Autre sujet, le TGV. Le maintenir en état ne semble pas être une solution judicieuse pour limiter le déficit. Jean-Cyril Spinetta ne préconise pas une réduction massive du nombre de gares desservies par les trains à grande vitesse… Mais il veut que "il y ait de l’intelligence dans l’analyse des besoins". D’autant, dit-il, "les optimisations sont possibles lorsque les flux de voyageurs sont faibles". Selon les spécialistes, sur les 200 gares desservies par le TGV, seule la moitié d’entre elles devrait être maintenues. Mais il ne sera pas facile de convaincre les villes qui seront éliminées du parcours. Des députés de la république en marche ont déjà fait savoir qu’il fallait être prudent sur le sujet car il pourrait mettre le feu aux poudres dans les régions. Seule certitude, cette spécificité TGV, propre au réseau français, est sans doute celle qui risque le plus de pénaliser les déplacements professionnels. Même si l’on reprochait au TGV sa vision trop parisienne et peu transversale, il est incontestable que son exploitation a permis des gains de temps appréciable pour les voyageurs d’affaires.
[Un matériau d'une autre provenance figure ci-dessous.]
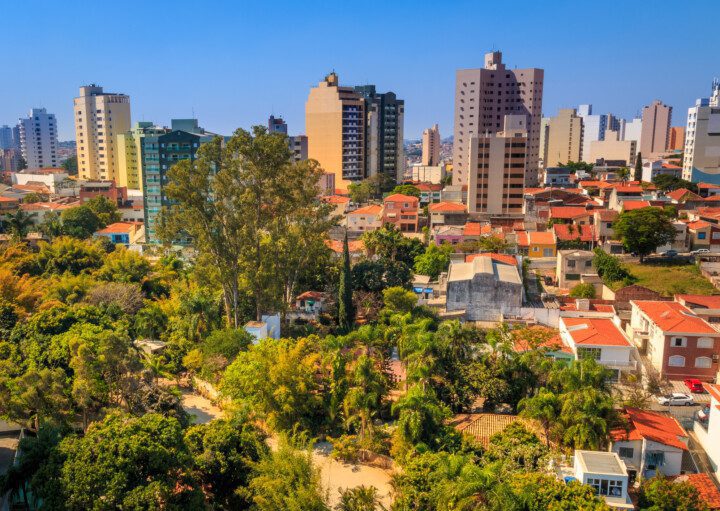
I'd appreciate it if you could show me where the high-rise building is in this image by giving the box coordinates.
[142,119,217,244]
[683,81,720,184]
[117,122,169,191]
[74,84,131,181]
[453,51,544,186]
[289,135,308,162]
[588,129,637,166]
[17,108,59,169]
[623,117,642,145]
[0,125,15,150]
[577,104,607,162]
[0,149,22,172]
[306,73,365,188]
[640,100,672,157]
[539,117,550,167]
[422,124,441,166]
[544,108,583,167]
[354,85,405,184]
[467,115,527,216]
[668,127,685,151]
[268,115,288,135]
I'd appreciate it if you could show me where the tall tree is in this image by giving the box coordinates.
[634,152,643,180]
[518,388,560,447]
[3,210,34,238]
[338,232,355,333]
[613,207,677,262]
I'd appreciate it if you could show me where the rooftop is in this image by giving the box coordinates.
[610,408,688,451]
[384,193,419,203]
[671,474,720,510]
[429,201,467,213]
[675,294,720,310]
[553,224,596,242]
[447,256,522,285]
[465,252,518,266]
[561,317,631,347]
[95,222,139,235]
[632,300,718,334]
[349,204,382,215]
[575,450,627,476]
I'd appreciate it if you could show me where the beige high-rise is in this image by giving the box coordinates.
[74,85,131,182]
[305,73,365,188]
[453,51,543,187]
[422,124,440,166]
[640,100,672,157]
[544,108,583,167]
[588,129,637,166]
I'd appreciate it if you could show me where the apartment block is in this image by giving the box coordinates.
[74,84,131,181]
[17,108,59,169]
[422,123,441,166]
[578,104,607,162]
[117,122,169,191]
[683,81,720,184]
[268,115,288,135]
[453,51,543,186]
[588,129,637,166]
[545,108,583,167]
[668,126,685,151]
[640,100,672,157]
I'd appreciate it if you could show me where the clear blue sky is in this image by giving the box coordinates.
[1,0,718,141]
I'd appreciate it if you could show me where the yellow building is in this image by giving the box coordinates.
[545,108,583,167]
[74,85,131,182]
[305,73,365,189]
[116,128,142,191]
[519,231,557,258]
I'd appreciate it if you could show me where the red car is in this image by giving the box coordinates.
[684,379,704,393]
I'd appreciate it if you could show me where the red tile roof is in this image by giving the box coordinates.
[632,300,719,334]
[699,183,720,190]
[550,206,591,219]
[322,195,351,204]
[553,224,596,242]
[661,163,682,170]
[622,200,652,211]
[671,474,720,510]
[415,183,443,192]
[0,196,19,203]
[579,180,613,189]
[675,294,720,310]
[561,317,631,347]
[559,302,615,313]
[667,188,702,202]
[528,231,556,245]
[325,239,365,254]
[513,330,573,354]
[614,185,645,193]
[611,408,688,451]
[296,291,324,301]
[596,209,619,221]
[465,252,518,266]
[95,222,139,235]
[704,383,720,403]
[687,220,712,230]
[349,204,382,215]
[384,193,419,203]
[429,201,467,213]
[462,222,482,237]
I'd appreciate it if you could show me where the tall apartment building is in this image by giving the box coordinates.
[640,100,672,157]
[17,108,59,169]
[668,126,685,151]
[142,119,217,244]
[623,117,642,144]
[467,115,527,216]
[422,124,441,166]
[306,73,365,188]
[290,135,308,162]
[544,108,583,167]
[117,122,170,191]
[353,85,404,184]
[268,115,288,135]
[0,125,16,150]
[588,129,637,166]
[453,51,543,186]
[74,84,131,181]
[577,104,607,162]
[683,81,720,184]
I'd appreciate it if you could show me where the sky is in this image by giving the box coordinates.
[1,0,718,141]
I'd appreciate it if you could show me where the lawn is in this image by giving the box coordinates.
[620,261,719,296]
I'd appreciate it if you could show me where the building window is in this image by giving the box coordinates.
[697,337,714,349]
[668,355,685,367]
[698,232,707,240]
[695,356,712,368]
[618,447,634,459]
[645,452,665,470]
[671,337,687,348]
[578,347,601,361]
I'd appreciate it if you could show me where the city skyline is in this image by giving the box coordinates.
[1,0,718,141]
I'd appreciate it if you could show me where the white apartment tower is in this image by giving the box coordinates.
[74,85,131,181]
[683,80,720,184]
[17,108,59,169]
[453,51,544,187]
[578,104,607,162]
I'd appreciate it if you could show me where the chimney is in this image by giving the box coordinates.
[576,298,590,311]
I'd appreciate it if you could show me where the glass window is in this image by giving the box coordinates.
[697,337,714,349]
[618,447,634,458]
[672,337,687,347]
[668,355,685,367]
[695,356,712,368]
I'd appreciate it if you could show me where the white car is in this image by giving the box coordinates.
[656,393,695,406]
[691,249,711,255]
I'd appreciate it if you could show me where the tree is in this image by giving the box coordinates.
[392,384,451,452]
[593,248,635,285]
[3,210,34,238]
[22,192,45,204]
[635,152,643,180]
[518,388,560,447]
[336,486,386,511]
[343,355,385,442]
[361,225,424,266]
[617,167,631,182]
[413,243,453,280]
[382,286,417,313]
[352,258,413,293]
[1,367,71,431]
[94,247,151,283]
[478,235,510,253]
[60,205,101,239]
[85,195,121,227]
[569,282,596,298]
[392,184,421,198]
[652,174,698,194]
[348,180,373,204]
[338,233,355,333]
[613,207,677,262]
[30,237,105,276]
[638,476,709,511]
[61,155,78,175]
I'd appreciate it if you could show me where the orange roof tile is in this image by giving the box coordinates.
[322,195,350,204]
[296,291,324,301]
[429,201,466,213]
[698,183,720,190]
[676,294,720,309]
[704,383,720,403]
[622,200,652,211]
[349,204,382,215]
[671,474,720,510]
[528,231,556,245]
[611,408,688,451]
[687,220,712,230]
[465,253,518,266]
[550,206,590,219]
[95,222,139,235]
[415,183,443,192]
[667,188,702,202]
[325,239,365,254]
[553,224,596,242]
[579,180,613,189]
[0,196,19,203]
[462,222,482,237]
[384,193,419,203]
[632,300,719,334]
[561,317,631,347]
[614,185,645,193]
[596,209,619,221]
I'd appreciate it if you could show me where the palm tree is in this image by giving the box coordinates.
[336,485,386,511]
[559,387,613,450]
[518,388,560,447]
[343,355,385,442]
[3,209,34,238]
[392,384,449,447]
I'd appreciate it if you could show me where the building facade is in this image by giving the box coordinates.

Au-delà, et sans grande surprise, Jean-Cyril Spinetta remet en cause le statut du personnel. Il souhaite que les nouveaux entrants bénéficient de contrats différents de ceux qui existe aujourd’hui. Une entreprise à deux vitesses, comme cela a été fait en son temps chez France Télécom. L’évolution des compétences, l’automatisation de certaines tâches, la numérisation et les nouvelles organisations du travail sont pour lui des pistes de développement à creuser avec des personnels qui pourraient alors bénéficier de contrats différents. "Nous refusons des embauches à la mission", avait prévenu ce matin Sud Rail. Le rapporteur estime également que la SNCF devrait pouvoir "recourir pendant deux ans à la procédure des plans de départs volontaires", pour mettre fin aux "excédents d'effectifs qu'elle gère tant bien que mal". L'objectif: supprimer 5000 postes en deux ans. Pour autant, Jean Cyril Spinetta défend sa position avec acharnement car pour lui, si la concurrence est le levier indispensable mais non suffisant du redressement économique, la richesse du personnel de SNCF est l’un des atouts à exploiter pour atteindre des économies qui profiteront à l’ensemble de la collectivité et à la qualité de l’offre ferroviaire.
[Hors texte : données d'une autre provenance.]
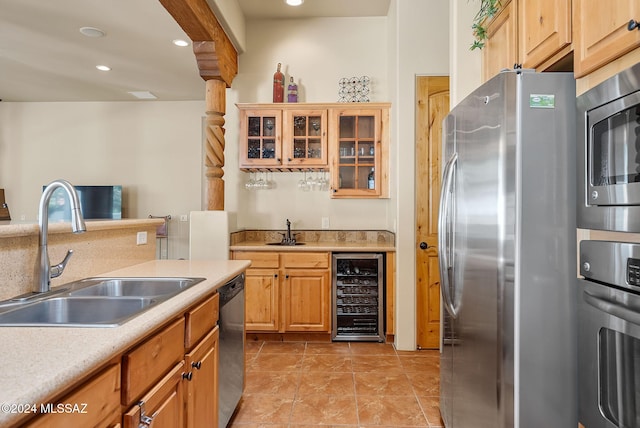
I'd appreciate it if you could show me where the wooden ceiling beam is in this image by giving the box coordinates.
[159,0,238,87]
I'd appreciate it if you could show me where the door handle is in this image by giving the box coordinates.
[419,242,429,250]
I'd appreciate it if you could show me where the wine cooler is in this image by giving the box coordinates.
[332,253,384,342]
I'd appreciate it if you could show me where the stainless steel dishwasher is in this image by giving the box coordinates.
[218,273,245,427]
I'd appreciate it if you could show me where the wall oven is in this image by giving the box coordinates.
[578,62,640,232]
[579,240,640,427]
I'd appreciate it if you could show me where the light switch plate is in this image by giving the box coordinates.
[321,217,330,229]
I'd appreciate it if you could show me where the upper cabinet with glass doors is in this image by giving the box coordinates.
[328,105,389,198]
[282,109,328,167]
[237,103,390,198]
[238,104,327,170]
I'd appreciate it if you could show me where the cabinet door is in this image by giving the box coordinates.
[239,109,282,169]
[282,109,328,167]
[282,269,331,332]
[245,268,280,331]
[518,0,571,69]
[123,361,185,428]
[24,364,121,428]
[185,327,219,428]
[329,107,388,198]
[574,0,640,77]
[482,0,518,81]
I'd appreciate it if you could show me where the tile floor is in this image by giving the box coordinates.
[229,341,444,427]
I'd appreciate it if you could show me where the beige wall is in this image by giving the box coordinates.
[225,16,392,232]
[0,101,204,259]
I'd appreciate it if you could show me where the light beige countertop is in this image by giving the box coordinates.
[0,218,164,238]
[230,241,395,252]
[0,259,250,427]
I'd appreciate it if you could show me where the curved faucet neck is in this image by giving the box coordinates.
[36,180,86,293]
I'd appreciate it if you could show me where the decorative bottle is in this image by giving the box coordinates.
[273,63,284,103]
[367,168,375,189]
[287,77,298,103]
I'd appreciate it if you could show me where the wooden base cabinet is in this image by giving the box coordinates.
[184,328,219,428]
[123,362,185,428]
[233,251,331,334]
[24,364,121,428]
[16,290,224,428]
[282,268,331,332]
[244,268,280,331]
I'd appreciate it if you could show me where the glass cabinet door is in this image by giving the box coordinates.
[282,110,328,167]
[239,109,282,168]
[330,109,382,197]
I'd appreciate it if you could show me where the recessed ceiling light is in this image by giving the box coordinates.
[96,65,111,71]
[285,0,304,5]
[128,91,157,100]
[172,39,190,47]
[79,27,106,38]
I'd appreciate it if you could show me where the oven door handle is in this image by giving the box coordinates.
[584,289,640,325]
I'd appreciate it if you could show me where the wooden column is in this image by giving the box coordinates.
[204,79,226,210]
[158,1,238,210]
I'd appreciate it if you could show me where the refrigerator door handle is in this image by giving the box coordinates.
[438,152,458,318]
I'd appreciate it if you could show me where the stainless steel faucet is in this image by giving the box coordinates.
[36,180,86,293]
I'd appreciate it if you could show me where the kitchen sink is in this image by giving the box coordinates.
[68,277,205,297]
[266,242,306,246]
[0,277,206,327]
[0,297,155,327]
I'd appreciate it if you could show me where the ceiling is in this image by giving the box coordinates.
[0,0,390,103]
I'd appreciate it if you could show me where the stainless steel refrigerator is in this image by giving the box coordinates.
[438,70,577,428]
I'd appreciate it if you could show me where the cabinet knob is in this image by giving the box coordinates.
[285,274,290,279]
[628,19,640,31]
[419,242,429,250]
[192,361,202,370]
[182,372,193,381]
[274,273,278,278]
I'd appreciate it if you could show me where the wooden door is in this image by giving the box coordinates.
[244,268,280,331]
[482,0,518,81]
[518,0,571,69]
[573,0,640,77]
[416,76,449,350]
[282,269,331,332]
[185,327,219,428]
[123,361,185,428]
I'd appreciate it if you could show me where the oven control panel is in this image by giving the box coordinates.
[628,258,640,286]
[581,240,640,293]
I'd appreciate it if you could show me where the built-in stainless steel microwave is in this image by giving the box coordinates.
[578,62,640,232]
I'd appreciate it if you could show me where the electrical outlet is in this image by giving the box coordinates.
[136,231,148,245]
[321,217,330,229]
[180,214,188,222]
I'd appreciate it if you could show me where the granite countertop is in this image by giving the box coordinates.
[0,259,250,427]
[230,230,396,252]
[230,240,395,252]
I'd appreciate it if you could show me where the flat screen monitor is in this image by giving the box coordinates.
[44,185,122,221]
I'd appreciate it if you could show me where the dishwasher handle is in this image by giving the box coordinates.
[219,274,245,305]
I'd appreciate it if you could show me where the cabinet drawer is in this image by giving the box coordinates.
[233,251,279,268]
[25,364,121,428]
[185,293,219,349]
[281,252,330,269]
[123,361,185,428]
[122,317,185,406]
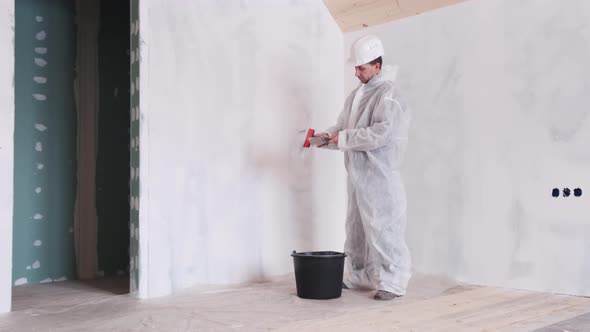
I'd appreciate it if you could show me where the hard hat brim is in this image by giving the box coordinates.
[346,56,379,67]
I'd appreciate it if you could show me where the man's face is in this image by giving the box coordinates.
[355,63,380,84]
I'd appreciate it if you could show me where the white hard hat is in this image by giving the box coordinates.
[347,35,385,66]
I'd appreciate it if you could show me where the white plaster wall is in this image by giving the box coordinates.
[0,0,14,313]
[346,0,590,296]
[138,0,345,297]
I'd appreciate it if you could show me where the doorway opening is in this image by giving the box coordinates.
[12,0,132,306]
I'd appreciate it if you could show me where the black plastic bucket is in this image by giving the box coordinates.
[291,251,346,300]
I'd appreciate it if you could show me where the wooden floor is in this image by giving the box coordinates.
[1,274,589,331]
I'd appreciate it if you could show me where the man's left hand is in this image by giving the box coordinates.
[329,133,339,145]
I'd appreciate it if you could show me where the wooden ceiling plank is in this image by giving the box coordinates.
[324,0,467,32]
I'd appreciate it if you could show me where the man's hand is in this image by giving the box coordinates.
[313,132,331,147]
[328,133,339,145]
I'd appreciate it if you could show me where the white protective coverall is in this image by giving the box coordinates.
[325,65,412,295]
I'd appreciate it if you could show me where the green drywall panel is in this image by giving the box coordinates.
[13,0,77,286]
[96,0,130,277]
[129,0,140,292]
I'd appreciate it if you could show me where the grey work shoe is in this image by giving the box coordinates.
[374,290,401,301]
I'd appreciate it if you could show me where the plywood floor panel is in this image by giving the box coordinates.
[1,274,589,331]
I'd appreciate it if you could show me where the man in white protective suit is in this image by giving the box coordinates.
[316,35,412,301]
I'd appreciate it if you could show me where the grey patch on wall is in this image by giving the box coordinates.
[509,200,533,279]
[550,122,585,143]
[433,57,461,104]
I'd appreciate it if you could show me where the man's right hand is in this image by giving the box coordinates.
[313,133,331,147]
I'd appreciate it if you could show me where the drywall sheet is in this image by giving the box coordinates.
[345,0,590,296]
[129,0,140,293]
[0,0,15,314]
[96,0,131,278]
[137,0,345,297]
[12,0,77,287]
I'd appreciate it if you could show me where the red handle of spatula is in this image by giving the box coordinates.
[303,128,315,148]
A propos de la dette, SNCF Réseau concentre l’essentiel du déficit annuel du système ferroviaire français. Elle a augmenté de 15 milliards d’euros entre 2010 et 2016, pour atteindre près de 45 milliards d’euros fin 2016, décrit le rapport. Jean-Cyril Spinetta estime que l'Etat devrait reprendre "une part" de la très lourde dette de SNCF Réseau.
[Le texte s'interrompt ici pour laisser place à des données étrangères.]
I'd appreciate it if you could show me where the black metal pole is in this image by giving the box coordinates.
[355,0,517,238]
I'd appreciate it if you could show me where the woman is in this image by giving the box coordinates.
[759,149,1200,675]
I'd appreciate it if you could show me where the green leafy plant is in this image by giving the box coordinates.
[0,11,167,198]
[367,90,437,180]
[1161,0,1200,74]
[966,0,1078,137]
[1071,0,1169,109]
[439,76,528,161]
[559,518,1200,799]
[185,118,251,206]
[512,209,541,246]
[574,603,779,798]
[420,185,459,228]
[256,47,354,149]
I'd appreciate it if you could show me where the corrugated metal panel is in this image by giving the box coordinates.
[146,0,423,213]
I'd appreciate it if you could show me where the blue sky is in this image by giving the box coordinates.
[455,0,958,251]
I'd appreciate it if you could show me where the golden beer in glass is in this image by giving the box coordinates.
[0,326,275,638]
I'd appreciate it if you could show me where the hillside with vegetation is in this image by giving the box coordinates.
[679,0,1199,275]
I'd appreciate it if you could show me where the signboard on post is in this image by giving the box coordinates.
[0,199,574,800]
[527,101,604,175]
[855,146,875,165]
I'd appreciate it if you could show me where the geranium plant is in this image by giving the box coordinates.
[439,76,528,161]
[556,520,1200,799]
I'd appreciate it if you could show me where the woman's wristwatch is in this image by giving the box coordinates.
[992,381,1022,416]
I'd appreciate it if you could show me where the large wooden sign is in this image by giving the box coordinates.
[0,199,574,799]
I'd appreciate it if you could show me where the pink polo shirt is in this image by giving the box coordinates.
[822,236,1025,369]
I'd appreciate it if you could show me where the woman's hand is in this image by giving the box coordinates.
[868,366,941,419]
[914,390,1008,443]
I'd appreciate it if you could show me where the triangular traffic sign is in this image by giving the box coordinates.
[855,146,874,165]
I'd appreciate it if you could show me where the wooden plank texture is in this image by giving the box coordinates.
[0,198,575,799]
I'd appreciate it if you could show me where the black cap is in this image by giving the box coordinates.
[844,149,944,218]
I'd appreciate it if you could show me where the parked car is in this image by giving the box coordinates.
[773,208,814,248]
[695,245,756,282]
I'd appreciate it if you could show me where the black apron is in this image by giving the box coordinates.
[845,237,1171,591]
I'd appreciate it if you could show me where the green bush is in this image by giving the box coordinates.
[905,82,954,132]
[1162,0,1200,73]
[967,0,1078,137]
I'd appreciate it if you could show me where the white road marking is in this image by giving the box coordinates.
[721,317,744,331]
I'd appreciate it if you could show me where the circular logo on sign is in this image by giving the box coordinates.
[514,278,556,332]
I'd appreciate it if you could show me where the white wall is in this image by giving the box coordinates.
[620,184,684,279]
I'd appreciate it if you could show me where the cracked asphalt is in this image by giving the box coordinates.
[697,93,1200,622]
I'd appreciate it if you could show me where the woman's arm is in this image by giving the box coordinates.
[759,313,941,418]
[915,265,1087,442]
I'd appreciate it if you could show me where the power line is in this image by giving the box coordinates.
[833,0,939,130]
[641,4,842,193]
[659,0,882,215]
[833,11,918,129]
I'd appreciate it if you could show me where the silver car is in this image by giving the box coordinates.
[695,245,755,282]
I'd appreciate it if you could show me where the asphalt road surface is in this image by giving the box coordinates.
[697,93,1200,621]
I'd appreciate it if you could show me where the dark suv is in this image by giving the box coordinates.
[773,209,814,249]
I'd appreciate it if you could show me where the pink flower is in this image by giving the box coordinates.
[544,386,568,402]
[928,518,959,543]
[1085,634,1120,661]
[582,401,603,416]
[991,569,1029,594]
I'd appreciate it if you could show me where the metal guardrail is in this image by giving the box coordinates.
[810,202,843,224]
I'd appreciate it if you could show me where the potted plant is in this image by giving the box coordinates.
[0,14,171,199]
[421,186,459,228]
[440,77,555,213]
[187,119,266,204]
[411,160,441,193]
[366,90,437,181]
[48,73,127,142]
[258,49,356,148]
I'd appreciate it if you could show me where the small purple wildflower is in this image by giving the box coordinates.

Pour Matignon, ce rapport n’est qu’un document de travail qui doit ouvrir, dès la semaine prochaine, une première phase de concertation sur la réforme du système ferroviaire français. Selon les premières informations, le gouvernement ne souhaite pas s’attaquer d’emblée au statut de cheminot, dossier explosif pour la plupart des observateurs, mais veut d’abord mettre à plat l’opérationnel qui permettra d’avoir une meilleure vision de l’organisation de SNCF. Jean-Cyril Spinetta conseille de transformer SNCF mobilité et SNCF Réseau afin de leur donner tous les outils juridiques de réussite. Bruxelles avait déjà souligné que le statut d’EPIC retenu par le gouvernement français était non conforme aux règles de juste concurrence, et pour cause : le statut d’établissement public ne connait pas la faillite et bénéficie "systématiquement des aides de l’État pour son fonctionnement financier".

Édouard Philippe, tout comme Élisabeth Borne la ministre des transports, n’ont pas caché qu’il s’agissait là d’un premier pas dans la refonte de SNCF et des services qui sont rattachés. Le Premier ministre, fidèle à lui-même, a souhaité que "la réflexion, la concertation, l’analyse des solutions et leur mise en œuvre fassent l’objet d’un dialogue avec l’ensemble des parties concernées".

A priori, les décisions ne sauraient être prises avant la mi-avril et d’ici là, les syndicats l’ont promis, ils feront entendre leur point de vue et détermineront les lignes à ne pas franchir pour éviter la crise sociale.